I do think, though, that if chinese spare ribs are Atkins approved based upon the fact that the "the sweet sauce gets burned away during cooking," a very dark roux based gumbo is more than fair game.
When making any roux, even a very dark one, the flour stays in the pot the whole time, it doesn't evaporate or anything, it just cooks... And as far as I know, cooked flour is just as high in carb as uncooked, so, I can't really imagine and white flour based roux being ok, unless I am missing out on a big chunk of the science here.
But the general premise I do suscribe to. That being, sugar, if taken to a sufficient temperature will burn, leaving you with carbon (0 carbs). The flour in the pan doesn't just cook, it burns, giving you a very different chemical make up then what you start off with.
Besides maillard compounds being formed, flour, when toasted, undergoes a process called dextrinization. Simply put, the starches are being converted to dextrose. In the case of a very dark roux, continued cooking will eventually convert this dextrose to carbon. In other words, burnt flour has no carbs.
As anyone who's let roux cook a little too long will tell you, completely burnt roux (100% carbon) is inedible. But a very dark roux, a popular level of roasting with many cajun chefs, can make a phenomenal gumbo. The difference between a flawless "black" roux and a burnt one is only a matter of seconds. Add to that the fact that the roux will continue to cook after you take it of the stove, and very dark roux can be difficult to achieve. I think, though, that when looking at the potential flavor one can bring to a lc gumbo, mastering the process would be worth it.
Keep in mind, as you convert starches to sugar and then ultimately to carbon, the thickening ability is lowered drastically so a very dark roux can't be used for thickening, only for flavoring. Also, as the roux gets darker and darker the flavor intensifies, so the amount you'll need to flavor a gumbo would be lessened, thus lowering the carbs even more.

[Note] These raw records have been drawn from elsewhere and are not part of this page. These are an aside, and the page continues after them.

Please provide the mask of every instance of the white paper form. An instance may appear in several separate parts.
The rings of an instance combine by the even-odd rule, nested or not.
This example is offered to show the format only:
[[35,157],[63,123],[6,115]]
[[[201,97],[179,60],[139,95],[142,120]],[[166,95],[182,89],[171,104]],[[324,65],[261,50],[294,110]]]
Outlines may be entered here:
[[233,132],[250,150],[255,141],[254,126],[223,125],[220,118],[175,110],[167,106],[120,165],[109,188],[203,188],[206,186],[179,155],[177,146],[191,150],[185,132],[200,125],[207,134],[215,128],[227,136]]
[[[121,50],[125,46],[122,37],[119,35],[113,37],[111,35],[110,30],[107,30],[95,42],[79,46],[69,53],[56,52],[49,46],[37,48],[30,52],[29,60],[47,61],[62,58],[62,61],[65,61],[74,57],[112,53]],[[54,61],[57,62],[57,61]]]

I think the biggest obstacle to utilizing very dark roux in lc foods is the carb count. The science is solid in that there is a considerable reduction. If I had to make a conservative guess, I'd say at least an 80% reduction (depending on the color, of course). Unfortunately, regardless of the reduction, unless you can provide lc cooks with an exact number, most will have nothing to do with it. Gray areas are not popular in the lc cooking community.